Allongement du temps de travail et/ou capitalisation
D’après les simulations du collectif reformeretraites.fr, avec cette réforme systémique, le montant des retraites va diminuer très fortement pour les générations à venir, mais aussi pour les retraités actuels à partir de 2025. Ainsi, un salarié non cadre avec une carrière continue part aujourd’hui avec un taux de remplacement d’environ 70%. Dans ce même cas de figure, la pension d’un futur retraité en 2050, devrait s’élever autour de 55% du dernier salaire. Pour compenser cette perte « le système universel incitera au prolongement de l’activité. » Deux leviers permettront de valoriser le maintien dans la vie active. Pour chaque année travaillée supplémentaire, d’une part, le nombre de points accumulés augmentera pour relever le niveau de retraite. D’autre part, en réduisant la durée moyenne qu’ils passeront en retraite, l’effort des futurs pensionnés sera valorisé par le versement d’une retraite plus élevée. Cette réforme poussera donc les salariés qui le peuvent à épargner sur leur salaire pour combler le recul du montant de leur future pension s’ils souhaitent profiter d’une retraite bien méritée. Le rapporteur du projet ne s’en cache même pas : « Les employeurs et les salariés qui le souhaiteront, pourront compléter le niveau de retraite par la mise en place de dispositifs collectifs d’épargne retraite ».
Rien n’est joué
Si la bataille pour mettre en échec ce projet est de taille, elle n’est pas pour autant perdue d’avance. Le travail syndical est d’ouvrir les yeux sur les véritables conséquences du projet. Mais attention, il ne s’agit pas seulement d’être contre ce projet systémique, les arguments des marcheurs s’appuient sur du ressenti. « Notre système a été créé en 1945, entre-temps le monde du travail a changé.

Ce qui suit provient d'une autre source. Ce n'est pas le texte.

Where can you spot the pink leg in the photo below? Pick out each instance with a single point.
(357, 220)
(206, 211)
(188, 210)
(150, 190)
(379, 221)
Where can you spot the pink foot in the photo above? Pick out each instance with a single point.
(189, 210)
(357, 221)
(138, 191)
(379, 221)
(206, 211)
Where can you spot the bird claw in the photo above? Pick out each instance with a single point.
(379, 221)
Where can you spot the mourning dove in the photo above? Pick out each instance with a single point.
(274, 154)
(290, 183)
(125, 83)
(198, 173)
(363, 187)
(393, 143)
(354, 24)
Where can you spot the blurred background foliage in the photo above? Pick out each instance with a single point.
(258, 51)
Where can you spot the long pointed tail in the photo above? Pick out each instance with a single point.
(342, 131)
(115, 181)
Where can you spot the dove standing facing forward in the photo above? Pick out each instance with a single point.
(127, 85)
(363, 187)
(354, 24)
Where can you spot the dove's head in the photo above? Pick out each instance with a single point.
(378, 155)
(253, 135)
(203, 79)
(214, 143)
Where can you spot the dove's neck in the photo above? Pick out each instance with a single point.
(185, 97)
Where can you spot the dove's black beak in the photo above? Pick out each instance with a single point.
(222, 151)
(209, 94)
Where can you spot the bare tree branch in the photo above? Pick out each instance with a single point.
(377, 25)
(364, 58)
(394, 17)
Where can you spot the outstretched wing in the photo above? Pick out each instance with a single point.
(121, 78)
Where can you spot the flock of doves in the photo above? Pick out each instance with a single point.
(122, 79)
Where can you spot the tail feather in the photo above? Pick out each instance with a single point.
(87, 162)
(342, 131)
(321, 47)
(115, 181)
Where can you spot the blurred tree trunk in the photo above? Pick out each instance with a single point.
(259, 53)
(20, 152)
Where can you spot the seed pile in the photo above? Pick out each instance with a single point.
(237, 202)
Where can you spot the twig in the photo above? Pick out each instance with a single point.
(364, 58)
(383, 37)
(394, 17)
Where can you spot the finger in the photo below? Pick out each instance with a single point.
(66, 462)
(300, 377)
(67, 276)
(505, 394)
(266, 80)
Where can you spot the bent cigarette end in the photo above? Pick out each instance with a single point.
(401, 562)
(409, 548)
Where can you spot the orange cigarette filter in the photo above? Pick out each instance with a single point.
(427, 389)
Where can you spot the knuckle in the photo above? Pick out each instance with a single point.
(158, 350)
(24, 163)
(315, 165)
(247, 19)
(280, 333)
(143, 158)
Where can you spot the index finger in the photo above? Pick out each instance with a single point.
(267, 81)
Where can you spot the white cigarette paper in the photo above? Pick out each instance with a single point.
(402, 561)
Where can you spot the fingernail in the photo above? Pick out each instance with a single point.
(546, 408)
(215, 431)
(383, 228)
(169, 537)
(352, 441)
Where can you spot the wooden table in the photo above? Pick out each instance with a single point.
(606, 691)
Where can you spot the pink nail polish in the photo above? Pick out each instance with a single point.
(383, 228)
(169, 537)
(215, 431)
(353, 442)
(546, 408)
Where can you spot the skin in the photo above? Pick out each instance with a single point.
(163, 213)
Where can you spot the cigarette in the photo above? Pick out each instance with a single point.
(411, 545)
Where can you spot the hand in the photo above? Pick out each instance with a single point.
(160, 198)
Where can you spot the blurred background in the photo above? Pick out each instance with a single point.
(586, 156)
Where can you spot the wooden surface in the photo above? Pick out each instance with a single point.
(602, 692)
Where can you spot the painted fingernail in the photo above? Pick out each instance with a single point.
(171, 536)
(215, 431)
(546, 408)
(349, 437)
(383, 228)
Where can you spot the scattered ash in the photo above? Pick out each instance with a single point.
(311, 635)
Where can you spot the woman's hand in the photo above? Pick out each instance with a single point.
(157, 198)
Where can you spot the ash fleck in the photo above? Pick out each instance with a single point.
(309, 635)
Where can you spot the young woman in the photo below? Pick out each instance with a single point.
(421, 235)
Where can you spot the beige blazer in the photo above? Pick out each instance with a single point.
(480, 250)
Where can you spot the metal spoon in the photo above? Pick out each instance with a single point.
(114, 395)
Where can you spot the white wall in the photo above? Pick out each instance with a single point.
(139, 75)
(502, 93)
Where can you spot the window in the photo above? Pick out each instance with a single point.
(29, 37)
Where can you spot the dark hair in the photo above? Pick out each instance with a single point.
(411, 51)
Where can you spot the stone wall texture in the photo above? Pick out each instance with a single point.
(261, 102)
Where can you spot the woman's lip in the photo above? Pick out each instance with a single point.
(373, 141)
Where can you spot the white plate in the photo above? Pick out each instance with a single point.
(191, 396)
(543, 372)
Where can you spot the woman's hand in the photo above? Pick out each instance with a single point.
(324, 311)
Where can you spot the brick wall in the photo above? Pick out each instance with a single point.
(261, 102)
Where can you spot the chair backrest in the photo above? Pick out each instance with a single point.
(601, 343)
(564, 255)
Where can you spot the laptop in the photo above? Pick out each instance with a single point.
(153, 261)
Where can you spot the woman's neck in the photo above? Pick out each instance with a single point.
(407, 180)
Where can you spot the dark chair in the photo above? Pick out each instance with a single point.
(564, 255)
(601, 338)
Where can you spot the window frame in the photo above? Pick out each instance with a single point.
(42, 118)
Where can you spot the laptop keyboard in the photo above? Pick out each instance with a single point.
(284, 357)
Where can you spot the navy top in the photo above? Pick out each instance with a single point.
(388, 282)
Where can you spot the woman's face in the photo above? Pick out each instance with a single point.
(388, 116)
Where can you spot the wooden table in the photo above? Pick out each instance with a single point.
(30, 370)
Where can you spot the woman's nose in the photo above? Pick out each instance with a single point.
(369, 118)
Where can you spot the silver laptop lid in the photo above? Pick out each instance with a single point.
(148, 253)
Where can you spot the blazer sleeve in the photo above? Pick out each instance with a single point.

Il faut le faire évoluer, tout en gardant son socle, car c’est le modèle le plus juste au monde, basé sur la solidarité » a rappelé Philippe Martinez dans une interview à Libération début septembre. Et de poursuivre avec des propositions sur le financement car le système par répartition a besoin de nouvelles entrées de cotisations, « en augmentant les salaires et en supprimant des exonérations de cotisations des employeurs. Vu les dividendes versés aux actionnaires, il ne doit pas y avoir de problème de trésorerie dans les grandes entreprises ! ». C’est une bataille de longue haleine qui s’ouvre, mais qui peut compter sur des points d’appuis dans une société qui souffre des politiques libérales et de l’individualisme. Sans attendre la première date de mobilisation, le 24 septembre, de nombreux militants sont déjà engagés avec le premier tryptique réalisé par la confédération et distribué dans de nombreuses entreprises depuis le printemps dernier. La suite est à construire avec l’ensemble des travailleurs.